The patient is a mauve-pink crop top. I like the built-in bra and thin straps, but I felt like the colour clashed with my skin tone and wanted more purple.

Top before. You know this is an ancient photo because it's back when I used to think hangboarding wasn't totally useless for me :P
Top before. You know this is an ancient photo because it's back when I used to think hangboarding wasn't totally useless for me :P
Top after, now with more purp.
Top after, now with more purp.

>The nylon process

The steps were similar to the polyster shirt, I will note only the differences:

Dip-dye attempt (step 3a)
Dip-dye attempt (step 3a)
After the dip-dye attempt (step 3a).
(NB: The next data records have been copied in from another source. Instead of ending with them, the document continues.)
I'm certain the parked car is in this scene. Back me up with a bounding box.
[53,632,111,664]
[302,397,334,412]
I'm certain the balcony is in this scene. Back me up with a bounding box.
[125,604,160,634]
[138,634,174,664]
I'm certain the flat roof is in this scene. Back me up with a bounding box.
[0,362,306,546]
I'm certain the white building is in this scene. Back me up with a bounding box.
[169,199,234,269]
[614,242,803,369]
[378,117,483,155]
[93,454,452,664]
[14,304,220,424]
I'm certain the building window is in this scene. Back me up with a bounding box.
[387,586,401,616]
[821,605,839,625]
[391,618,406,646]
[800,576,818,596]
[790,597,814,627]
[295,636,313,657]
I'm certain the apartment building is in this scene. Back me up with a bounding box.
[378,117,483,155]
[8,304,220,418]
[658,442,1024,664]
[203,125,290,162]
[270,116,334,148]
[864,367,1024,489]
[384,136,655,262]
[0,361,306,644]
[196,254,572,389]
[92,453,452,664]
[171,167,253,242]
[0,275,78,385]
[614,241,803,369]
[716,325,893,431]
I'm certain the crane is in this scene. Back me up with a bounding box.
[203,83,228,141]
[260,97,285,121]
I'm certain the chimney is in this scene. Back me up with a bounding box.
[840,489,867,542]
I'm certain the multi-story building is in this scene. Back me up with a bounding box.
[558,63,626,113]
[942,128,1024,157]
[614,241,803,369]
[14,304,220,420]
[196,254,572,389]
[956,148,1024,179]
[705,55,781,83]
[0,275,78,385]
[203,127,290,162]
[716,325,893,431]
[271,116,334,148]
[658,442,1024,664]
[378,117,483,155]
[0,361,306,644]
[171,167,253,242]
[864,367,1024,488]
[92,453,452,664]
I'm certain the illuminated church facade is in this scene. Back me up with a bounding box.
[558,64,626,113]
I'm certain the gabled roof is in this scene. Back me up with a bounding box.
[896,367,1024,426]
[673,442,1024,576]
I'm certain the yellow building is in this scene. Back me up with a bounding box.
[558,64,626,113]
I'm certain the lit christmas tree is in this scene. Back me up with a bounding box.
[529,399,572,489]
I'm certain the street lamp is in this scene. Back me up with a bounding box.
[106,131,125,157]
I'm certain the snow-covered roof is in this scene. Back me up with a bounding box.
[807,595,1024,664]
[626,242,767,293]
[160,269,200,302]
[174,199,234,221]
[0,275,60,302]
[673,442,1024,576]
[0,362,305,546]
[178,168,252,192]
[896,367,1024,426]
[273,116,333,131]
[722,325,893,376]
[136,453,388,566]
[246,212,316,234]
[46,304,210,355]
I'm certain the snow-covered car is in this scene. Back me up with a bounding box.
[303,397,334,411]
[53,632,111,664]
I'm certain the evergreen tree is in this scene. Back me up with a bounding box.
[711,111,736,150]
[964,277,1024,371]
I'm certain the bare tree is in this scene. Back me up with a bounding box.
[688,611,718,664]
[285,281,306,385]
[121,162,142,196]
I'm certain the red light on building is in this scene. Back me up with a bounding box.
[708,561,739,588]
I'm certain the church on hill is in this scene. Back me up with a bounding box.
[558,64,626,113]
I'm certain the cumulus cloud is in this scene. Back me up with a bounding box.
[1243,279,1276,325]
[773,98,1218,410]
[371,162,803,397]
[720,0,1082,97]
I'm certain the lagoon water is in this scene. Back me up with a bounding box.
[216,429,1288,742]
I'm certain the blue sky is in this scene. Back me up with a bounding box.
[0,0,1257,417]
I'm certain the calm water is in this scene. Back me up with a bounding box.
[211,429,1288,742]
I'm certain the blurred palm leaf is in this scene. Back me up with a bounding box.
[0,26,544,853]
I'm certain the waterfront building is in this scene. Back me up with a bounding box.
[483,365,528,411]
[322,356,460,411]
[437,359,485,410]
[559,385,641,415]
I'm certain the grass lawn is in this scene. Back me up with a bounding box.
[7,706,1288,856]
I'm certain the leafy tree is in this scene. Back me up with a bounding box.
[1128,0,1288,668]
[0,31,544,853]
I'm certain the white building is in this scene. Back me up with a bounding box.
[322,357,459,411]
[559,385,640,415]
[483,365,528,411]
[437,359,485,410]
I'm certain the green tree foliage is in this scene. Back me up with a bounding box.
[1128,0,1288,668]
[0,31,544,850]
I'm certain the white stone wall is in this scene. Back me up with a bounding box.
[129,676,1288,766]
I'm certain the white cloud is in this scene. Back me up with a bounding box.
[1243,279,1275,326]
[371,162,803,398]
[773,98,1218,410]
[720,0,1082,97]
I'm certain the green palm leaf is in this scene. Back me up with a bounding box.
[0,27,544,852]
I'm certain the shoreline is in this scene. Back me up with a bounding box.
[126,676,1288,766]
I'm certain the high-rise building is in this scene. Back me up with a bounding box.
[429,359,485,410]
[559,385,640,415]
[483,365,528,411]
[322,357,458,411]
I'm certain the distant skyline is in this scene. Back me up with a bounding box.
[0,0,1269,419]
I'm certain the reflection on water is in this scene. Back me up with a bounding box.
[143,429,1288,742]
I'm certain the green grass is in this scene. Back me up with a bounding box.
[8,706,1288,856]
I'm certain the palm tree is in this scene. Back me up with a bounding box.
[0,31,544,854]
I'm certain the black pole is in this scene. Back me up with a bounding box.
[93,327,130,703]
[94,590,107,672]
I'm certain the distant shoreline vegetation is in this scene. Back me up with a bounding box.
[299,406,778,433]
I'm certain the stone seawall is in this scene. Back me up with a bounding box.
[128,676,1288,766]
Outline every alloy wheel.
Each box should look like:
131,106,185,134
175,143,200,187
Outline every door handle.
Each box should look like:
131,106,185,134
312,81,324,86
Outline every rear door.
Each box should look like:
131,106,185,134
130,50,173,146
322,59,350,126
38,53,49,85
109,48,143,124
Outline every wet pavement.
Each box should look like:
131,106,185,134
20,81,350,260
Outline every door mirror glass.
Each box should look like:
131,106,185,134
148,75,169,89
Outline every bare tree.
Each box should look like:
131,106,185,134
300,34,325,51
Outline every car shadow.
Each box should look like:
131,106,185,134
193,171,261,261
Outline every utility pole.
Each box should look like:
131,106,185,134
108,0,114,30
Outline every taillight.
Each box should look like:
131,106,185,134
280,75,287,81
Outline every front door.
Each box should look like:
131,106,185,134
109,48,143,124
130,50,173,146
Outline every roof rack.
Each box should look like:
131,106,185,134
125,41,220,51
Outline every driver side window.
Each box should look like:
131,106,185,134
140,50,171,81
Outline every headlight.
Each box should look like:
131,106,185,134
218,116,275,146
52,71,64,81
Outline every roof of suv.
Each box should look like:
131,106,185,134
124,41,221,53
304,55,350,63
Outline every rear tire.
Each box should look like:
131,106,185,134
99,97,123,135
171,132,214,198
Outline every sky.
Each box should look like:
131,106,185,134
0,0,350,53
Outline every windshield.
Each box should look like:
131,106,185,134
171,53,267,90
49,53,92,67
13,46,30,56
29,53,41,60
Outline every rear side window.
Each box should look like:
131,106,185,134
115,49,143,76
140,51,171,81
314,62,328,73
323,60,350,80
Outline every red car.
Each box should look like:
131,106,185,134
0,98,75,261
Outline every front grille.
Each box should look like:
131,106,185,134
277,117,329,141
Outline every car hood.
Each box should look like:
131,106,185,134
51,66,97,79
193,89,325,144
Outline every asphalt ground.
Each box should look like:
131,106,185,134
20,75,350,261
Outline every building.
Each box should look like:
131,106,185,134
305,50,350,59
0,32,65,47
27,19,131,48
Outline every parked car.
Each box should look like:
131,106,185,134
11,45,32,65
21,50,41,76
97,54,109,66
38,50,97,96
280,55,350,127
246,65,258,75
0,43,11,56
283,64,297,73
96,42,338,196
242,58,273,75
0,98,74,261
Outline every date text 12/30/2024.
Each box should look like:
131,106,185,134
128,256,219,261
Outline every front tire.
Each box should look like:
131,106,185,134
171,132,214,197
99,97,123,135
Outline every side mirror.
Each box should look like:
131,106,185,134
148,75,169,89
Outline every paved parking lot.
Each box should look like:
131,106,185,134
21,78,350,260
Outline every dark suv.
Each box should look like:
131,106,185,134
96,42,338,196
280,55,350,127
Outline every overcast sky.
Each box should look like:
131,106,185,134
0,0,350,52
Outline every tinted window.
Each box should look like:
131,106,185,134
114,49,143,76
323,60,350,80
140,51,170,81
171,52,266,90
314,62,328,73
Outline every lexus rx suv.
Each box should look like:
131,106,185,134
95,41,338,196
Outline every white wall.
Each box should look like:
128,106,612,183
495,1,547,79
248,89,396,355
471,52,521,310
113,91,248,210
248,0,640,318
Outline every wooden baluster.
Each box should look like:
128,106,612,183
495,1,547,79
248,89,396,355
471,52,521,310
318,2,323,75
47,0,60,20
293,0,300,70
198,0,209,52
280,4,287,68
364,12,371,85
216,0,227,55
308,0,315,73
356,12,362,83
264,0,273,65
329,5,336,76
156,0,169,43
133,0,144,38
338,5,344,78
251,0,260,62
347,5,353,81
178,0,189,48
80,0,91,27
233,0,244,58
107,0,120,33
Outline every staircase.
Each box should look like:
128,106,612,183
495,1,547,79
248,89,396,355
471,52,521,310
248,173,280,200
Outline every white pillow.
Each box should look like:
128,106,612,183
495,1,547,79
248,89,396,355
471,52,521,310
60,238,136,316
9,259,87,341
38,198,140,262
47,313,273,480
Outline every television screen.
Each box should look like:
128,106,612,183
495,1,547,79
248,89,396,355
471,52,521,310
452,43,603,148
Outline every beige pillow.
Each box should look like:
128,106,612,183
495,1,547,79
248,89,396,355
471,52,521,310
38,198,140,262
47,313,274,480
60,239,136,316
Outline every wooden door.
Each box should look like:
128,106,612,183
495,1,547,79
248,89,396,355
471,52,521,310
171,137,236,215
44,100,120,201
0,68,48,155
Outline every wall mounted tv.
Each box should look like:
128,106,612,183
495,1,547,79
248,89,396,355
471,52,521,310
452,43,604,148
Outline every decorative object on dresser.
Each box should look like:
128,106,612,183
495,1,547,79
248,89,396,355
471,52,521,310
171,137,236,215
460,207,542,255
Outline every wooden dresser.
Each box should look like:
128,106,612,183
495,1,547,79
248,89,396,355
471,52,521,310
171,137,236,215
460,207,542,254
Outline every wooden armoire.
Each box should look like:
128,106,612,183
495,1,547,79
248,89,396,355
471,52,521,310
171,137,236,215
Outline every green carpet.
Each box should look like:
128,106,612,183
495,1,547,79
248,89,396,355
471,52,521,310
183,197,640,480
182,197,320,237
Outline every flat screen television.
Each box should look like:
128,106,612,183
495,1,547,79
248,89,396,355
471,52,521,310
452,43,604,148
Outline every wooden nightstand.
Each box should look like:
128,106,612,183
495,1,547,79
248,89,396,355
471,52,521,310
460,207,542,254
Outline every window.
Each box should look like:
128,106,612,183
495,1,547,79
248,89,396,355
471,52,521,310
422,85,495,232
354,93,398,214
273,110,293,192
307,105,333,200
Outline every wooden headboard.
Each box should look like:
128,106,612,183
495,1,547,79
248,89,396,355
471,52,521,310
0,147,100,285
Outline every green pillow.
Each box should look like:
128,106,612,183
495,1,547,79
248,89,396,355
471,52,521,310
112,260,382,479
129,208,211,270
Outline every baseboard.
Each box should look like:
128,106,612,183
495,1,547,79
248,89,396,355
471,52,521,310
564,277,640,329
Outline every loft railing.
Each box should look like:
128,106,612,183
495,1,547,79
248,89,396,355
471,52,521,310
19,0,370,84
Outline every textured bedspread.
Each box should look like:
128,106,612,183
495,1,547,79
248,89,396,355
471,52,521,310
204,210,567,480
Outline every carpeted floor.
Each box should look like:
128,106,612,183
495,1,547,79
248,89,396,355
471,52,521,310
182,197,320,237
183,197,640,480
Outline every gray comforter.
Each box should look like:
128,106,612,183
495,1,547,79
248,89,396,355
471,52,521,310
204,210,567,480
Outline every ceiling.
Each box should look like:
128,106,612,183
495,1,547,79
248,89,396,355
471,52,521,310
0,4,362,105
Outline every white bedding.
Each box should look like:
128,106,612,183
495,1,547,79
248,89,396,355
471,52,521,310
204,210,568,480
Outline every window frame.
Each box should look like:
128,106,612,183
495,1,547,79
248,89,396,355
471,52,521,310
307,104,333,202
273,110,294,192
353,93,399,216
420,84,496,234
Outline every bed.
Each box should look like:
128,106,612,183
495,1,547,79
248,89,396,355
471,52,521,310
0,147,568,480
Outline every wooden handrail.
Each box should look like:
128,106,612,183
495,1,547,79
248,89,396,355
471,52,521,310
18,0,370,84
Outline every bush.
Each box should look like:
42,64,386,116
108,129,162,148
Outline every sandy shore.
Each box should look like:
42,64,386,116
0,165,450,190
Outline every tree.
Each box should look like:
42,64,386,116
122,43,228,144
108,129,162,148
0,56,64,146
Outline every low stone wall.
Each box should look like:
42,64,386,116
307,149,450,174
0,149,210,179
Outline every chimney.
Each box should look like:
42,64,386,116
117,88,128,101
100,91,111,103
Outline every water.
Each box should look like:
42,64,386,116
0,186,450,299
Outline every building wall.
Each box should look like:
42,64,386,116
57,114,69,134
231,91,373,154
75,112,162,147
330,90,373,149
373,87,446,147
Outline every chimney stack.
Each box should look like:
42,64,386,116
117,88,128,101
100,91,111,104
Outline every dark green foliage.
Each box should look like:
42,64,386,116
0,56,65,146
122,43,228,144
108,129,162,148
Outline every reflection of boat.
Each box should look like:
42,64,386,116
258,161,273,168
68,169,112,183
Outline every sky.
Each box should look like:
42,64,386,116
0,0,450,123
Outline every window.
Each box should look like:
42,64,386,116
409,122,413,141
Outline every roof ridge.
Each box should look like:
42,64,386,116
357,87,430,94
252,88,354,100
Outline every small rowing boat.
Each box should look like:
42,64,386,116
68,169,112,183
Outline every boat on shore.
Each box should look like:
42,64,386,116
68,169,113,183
Not really a strong gradient.
After the dip-dye attempt (step 3a). Not really a strong gradient.
  1. Prepare the shirt

    • I rubber banded less aggressively this time, after the learnings from the previous shirt.
  2. Prepare the dye

  3. Boil. Nylon supposedly dyes faster than polyester. I wanted to try some experiments this time.

    • 3a. Dip-dye experiment: I tried to do a slow-mo dip dye by raising the fabric higher every couple of minutes. This didn’t really work, you could barely see the gradient. Maybe I didn’t use enough dye? Or should have gone even slower?
  4. Rinse

    • This shirt retained a strong chemical smell after multiple rinses. This caught me off-guard because the polyester sun shirt held no dye smell at all.

    • 4a. Double tie-dye experiment: I rubber banded the shirt again, added more dye powder to the dye bath to darken it, and tie-dyed a second round for 20 minutes. The idea was to have multiple layers of overlapping tie-dye pattern. This worked out pretty well! The effect would have been even more dramatic if I had dyed the first layer darker.

  5. Air dry in the sun

  6. Remove chemical dye smell: The lingering chemical smell made me worried the dye hadn’t set, so I tossed the shirt into the washing machine by itself and ran a cycle on cold water. That reduced the smell but I could still detect it. I left this shirt hanging on a chair for several weeks until it stopped being smelly, which took way longer than I expected.

>Aftermath

  1. Disposing the dye
    • I had poured the leftover dye bath down the bathtub drain back when I had dyed the keycaps, but there was so much more liquid this time. I ended up transferring the dye to a sacrificial plastic yogurt container and setting it outside to evaporate back into powder form, then tossing the power into the trash. Probably unnecessarily paranoid.
  2. Is it machine wash safe? Will it leach colour into my other clothes
    • If you used a craft dye that’s meant for clothing, probably not? but I don’t know. (I don’t wash my outdoor clothes often). I may have machine washed the polyster shirt with other stuff on one occassion with no issues.
  3. Will you do it again?
    • Not if I can avoid it. I definitely wouldn’t go about purchasing clothing with the goal to dye it. The polyester de-wrinkling was a nightmare, whereas the nylon smell was awful. It could have been bad luck with those specific items rather than the entire class of fabric, but I just don’t know.

Cumbersome process notwithstanding, I’m happy with the results of these two items and they’ve returned into the rotation!